Late September brought the first heavy rains of the year, at last refilling the dried-up slough and old river channel in the pecan orchard area. With all this rainfall, I heard the nearby river was up several feet, so I was anxious to hike to the leased property to the west as soon as the weather cleared and cooler temperatures made for a comfortable walk. The neighbor’s cattle have eaten or tromped down many of the tall plants and vegetation in that area, leaving me a clearer path to the river. And soon, the snakes would disappear for the winter so I would not have to worry about them. Finally, after a week of waiting for the perfect weather, I ventured out for a hike to the river. I was also hoping to scout around for any signs of trespassers or poachers on the leased property and get a look at any potential flood damage.
Setting out on my trek, I was a bit dismayed at having to walk all of the way to the west end of our property. Normally, I would have the electric buggy to transport me through the orchard, but there have been problems with it the last couple of months and it was still at the mechanics shop. Walking all of this distance caused me to realize how much I had relied on my wheels the last years. And this year I had really gotten lazy after my trip to Germany. Since I knew I would be in Berlin for more than two weeks, I did not have big vegetable gardens, and with the drought, there was not nearly as much mowing to do. Now, I was not able gather wood or clean up in the orchard without my buggy, and a burn ban left me without any way to burn the debris I might have collected in the orchard. Given these circumstances, I was a little put out that only one summer of cutting back on physical work could make my body so soft. I felt less agile than usual climbing over barbed wire fencing, and wondered why I kept turning my ankles on uneven sections of ground. Was I simply out of shape from taking a year off of my usual work, or was I getting older and less agile and unable to push myself as I used to?

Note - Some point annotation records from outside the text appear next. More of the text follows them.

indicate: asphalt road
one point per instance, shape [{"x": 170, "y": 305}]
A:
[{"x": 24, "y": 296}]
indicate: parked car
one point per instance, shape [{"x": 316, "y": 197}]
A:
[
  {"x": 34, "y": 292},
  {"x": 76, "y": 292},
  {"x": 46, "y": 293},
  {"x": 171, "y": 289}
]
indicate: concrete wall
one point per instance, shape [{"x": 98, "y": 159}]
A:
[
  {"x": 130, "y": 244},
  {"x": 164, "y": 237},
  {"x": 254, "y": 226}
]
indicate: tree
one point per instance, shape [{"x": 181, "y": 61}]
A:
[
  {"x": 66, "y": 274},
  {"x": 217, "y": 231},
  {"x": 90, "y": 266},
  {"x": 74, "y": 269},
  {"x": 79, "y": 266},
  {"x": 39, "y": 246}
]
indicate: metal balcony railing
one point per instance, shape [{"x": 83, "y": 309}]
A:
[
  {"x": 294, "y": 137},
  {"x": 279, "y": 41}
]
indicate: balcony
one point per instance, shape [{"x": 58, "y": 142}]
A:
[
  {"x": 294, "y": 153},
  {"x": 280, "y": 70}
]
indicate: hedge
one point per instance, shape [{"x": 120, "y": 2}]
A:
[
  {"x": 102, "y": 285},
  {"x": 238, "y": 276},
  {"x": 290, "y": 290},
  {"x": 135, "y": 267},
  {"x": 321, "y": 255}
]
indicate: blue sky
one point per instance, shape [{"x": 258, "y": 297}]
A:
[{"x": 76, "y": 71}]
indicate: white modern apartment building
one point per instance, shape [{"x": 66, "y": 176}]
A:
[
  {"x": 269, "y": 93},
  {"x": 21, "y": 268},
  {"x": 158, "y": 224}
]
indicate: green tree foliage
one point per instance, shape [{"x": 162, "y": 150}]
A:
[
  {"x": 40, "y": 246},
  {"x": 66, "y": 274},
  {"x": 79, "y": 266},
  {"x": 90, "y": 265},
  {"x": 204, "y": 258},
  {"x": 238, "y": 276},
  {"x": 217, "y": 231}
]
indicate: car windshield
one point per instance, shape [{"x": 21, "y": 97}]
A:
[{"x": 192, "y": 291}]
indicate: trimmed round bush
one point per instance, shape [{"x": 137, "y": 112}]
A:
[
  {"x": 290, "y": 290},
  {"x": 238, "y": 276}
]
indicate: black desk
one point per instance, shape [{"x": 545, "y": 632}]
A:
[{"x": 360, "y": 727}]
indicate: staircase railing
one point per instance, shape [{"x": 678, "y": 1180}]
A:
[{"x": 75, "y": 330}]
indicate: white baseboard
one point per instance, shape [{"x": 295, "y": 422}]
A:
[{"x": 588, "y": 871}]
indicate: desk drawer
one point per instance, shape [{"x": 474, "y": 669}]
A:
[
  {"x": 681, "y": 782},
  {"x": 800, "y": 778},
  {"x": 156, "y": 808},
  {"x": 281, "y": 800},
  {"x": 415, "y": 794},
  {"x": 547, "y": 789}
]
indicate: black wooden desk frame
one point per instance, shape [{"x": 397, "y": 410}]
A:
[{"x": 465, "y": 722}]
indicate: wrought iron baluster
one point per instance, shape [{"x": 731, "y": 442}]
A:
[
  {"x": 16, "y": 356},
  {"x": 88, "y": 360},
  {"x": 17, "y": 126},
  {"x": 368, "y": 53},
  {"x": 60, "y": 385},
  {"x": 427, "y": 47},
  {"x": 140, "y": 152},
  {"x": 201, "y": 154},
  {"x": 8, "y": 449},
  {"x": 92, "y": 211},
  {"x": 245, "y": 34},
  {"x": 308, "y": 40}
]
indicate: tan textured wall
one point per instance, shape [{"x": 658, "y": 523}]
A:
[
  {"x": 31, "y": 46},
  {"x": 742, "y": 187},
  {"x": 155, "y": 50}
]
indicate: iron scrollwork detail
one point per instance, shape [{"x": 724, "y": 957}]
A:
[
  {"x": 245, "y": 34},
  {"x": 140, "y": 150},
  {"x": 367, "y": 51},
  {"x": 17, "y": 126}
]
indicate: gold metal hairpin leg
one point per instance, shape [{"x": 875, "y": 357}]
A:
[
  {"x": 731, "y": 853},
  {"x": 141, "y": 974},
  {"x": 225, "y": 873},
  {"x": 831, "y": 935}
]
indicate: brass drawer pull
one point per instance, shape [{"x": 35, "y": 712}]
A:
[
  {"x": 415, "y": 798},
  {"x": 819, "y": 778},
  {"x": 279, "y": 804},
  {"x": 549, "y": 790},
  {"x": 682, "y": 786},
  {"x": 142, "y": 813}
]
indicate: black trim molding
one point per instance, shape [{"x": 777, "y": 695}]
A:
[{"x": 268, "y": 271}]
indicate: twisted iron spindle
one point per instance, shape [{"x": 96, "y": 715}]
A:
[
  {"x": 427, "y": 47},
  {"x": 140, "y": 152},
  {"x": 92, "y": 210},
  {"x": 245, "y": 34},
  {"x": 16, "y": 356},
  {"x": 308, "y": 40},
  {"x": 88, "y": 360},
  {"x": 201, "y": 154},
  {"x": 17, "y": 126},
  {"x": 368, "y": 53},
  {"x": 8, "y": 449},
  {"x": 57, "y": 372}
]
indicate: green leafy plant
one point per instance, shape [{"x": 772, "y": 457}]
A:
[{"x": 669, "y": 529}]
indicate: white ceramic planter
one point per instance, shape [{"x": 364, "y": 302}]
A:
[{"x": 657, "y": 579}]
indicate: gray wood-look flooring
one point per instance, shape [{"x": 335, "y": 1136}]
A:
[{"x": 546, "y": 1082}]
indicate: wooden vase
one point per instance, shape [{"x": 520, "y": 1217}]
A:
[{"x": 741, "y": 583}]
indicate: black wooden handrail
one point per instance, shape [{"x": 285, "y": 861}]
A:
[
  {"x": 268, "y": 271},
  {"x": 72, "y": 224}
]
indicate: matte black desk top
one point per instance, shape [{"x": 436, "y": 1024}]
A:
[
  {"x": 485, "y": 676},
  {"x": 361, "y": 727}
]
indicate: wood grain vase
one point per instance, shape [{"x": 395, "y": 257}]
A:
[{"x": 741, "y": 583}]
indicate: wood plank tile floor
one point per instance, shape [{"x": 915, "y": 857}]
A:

But as usual, nature provided just what I needed to keep my mood happy and delighted. I spotted various treasures along the way, finding bones and other interesting things to photograph. I ventured over the fence to the river where I realized I might have been a little too early to make my way very far into the boot of the winding river. I didn’t get far into the opening of the boot before tangles of vegetation kept me at bay. It was simply too thick to venture closer to the river, so instead, I walked the edge of the snarl along animal trails and down a small pathway that led me into a darker canopied area where mud and newly fallen leaves carpeted the woodland floor. Oddly, I could feel the power of the rising river waters and felt this just wasn’t a good time for me to venture any further. Heeding my inner gut feeling, I headed back and out of the boot. I traveled south along the outside of the boot instead, where I discovered more bones, bugs, and beauties of nature. Four hours later, I emerged from the river area and began making my way back towards home.
And then in my reverie of quiet, gentle walking, I was startled when, out of nowhere, I spotted the quick movement of a snake as it bolted in front of me! I stood frozen, and not even a scream released from my mouth! Suddenly, I realized this was a coachwhip snake, which I had only seen one other time in my life. The one I had seen before was in Daisy deer’s pen, and I often found it sunning itself near the old barn in early morning. The coachwhip is a rather beautiful snake, having a pattern much like a braided rope, and are super fast in their movement. This snake did not disappoint in putting on quite a show! I saw it for only seconds, but it was the way the head darted up, as if to attack, that scared me before it quickly dove into thick, tall grasses! What a rustling of noise it made as it powered into the weeds! No longer was I gracefully moving along, but I had more of a quick gait in my step. The coachwhip gave me just the boost I needed to finish my hike home!
In the weeks following, more rain fell and the river rose to coming out of its banks in a few places. I imagine the path I took that day is a mucky mess now. And perhaps some of the bones and treasures I found or photographed no longer remain. This is what I love about nature and all of life. It is ever-changing, offering adventure and mystery at every turn.